Gibt es Sprecher und speziell auch Synchronschauspieler Agenturen und Datenbanken?
Ja, gibt es! Bzgl. der Agenturen sind sie hinsichtlich der Qualität ihrer Arbeit jedoch sehr unterschiedlich. Der Schauspieler will, auch beim Sprechen, „spielen“ und nicht an Verwaltung denken müssen. Das ist die Natur des Berufes. Andere übernehmen die Büroarbeit und verlangen dafür eben Knete. Manchmal ist das „ Abzocke“, manchmal seriöse Vermittlung. Im Internet findet man auch eine Menge Agenturen für Sprecher, oder Sprecheragenturen. Da heißen sie witzig „Stimmgerecht“, oder phantasievoll
„Voice...“ usw. Sie als „Sprechblasen“ zu bezeichnen, wäre in den überwiegenden Fällen ungerecht. Die Datenbanken liegen bei den Agenturen.

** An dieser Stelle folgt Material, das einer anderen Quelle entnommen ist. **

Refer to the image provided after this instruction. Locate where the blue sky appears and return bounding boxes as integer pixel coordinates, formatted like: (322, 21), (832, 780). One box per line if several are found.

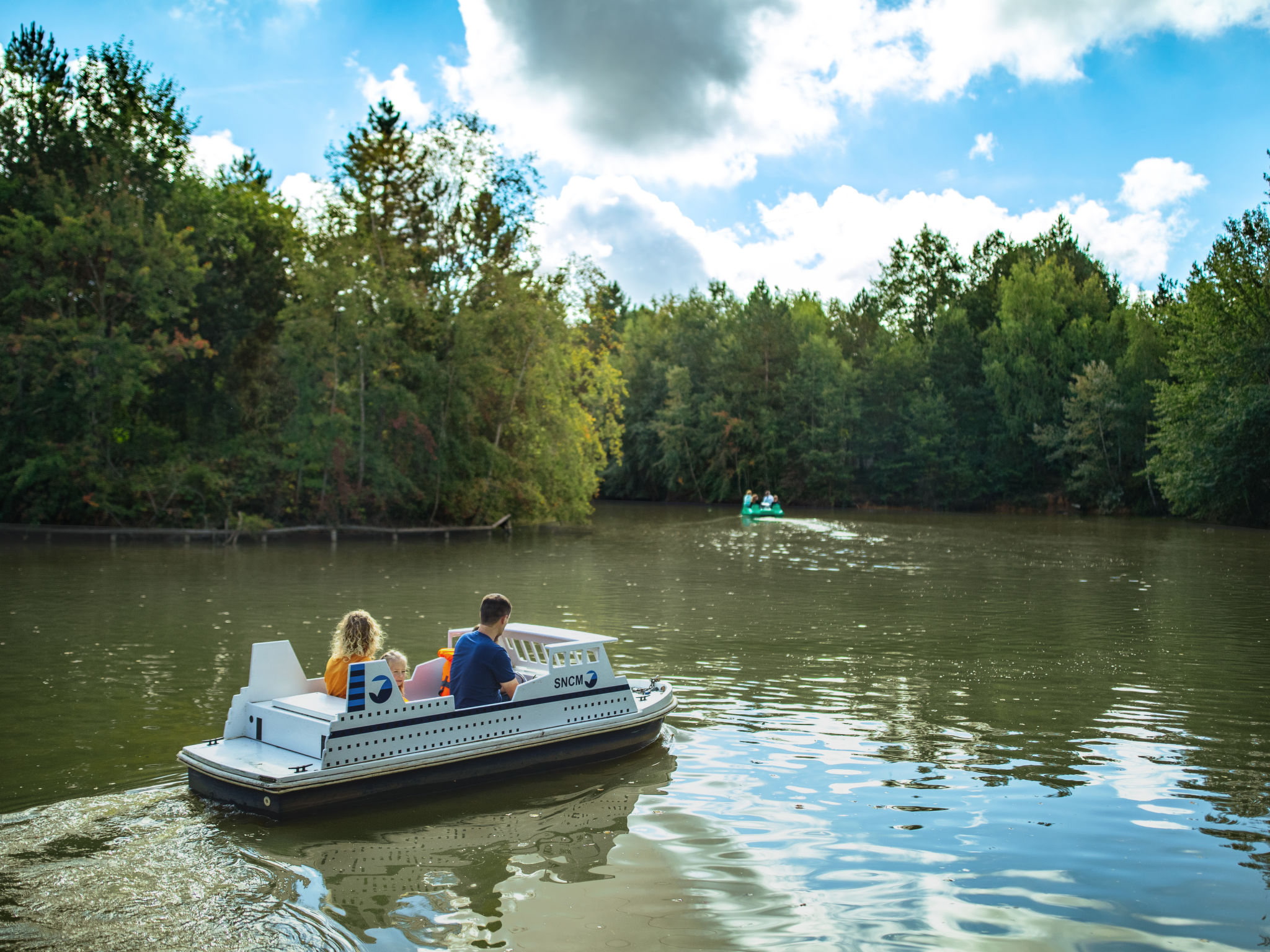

Eine neutrale „Sammelstelle“, die jeder beliebig und aus Neugier anzapfen kann, gibt es nicht.
Wie gestaltet sich eure Pressarbeit?
Die Presseabteilung unter der Schirmherrschaft von Nico Böll hat im Kern zwei wesentliche Aufgabenbereiche: Wir arbeiten nach INNEN, informieren die Mitglieder, veröffentlichen monatlich mindestens einen Newsletter und kümmern uns auch um die Internetseite. Und wir arbeiten nach AUßEN, stellen Kontakte zu Pressevertretern her bzw. wollen bestehende Kontakte vertiefen, um mehr öffentliche Aufmerksamkeit für unsere Anliegen zu erreichen. Lassen Sie mich bitte an dieser Stelle allen Mitstreitern danken, die den Verband im Inneren und von außen „angeschoben“ und unterstützt haben.
Frau Katrin Göring-Eckardt (Bündnis 90 / Grüne) hat unser Anliegen einer kleinen Anfrage dem Bundestag vorgelegt. Rechtsanwalt Herr Müller-Güldemeister hat die Gründung unkompliziert rechtlich begleitet.
Ein Dankeschön auch an Sie!
Über den Interessenverband der Synchronschauspieler (IVS)
Gegründet wurde der IVS am 1.3.2006 und das wurde in einer ersten außerordentlichen Mitliederversammlung am 1.4.2006 den zukünftigen Mitgliedern mitgeteilt. Vorstandsvorsitzender ist Peter Reinhardt, der uns im folgenden Interview Rede und Antwort steht. Stellvertretender Vorsitzender: Engelbert von Nordhausen, Schatzmeister: Andreas Müller. Weitere Gründungsmitglieder waren neben Peter Reinhardt und Engelbert von Nordhausen: Heide Domanowski, Roland Hemmo, Nicolas Böll, Walther Alich, Florian Krüger-Shantin, Uwe Jellinek und Andreas Müller.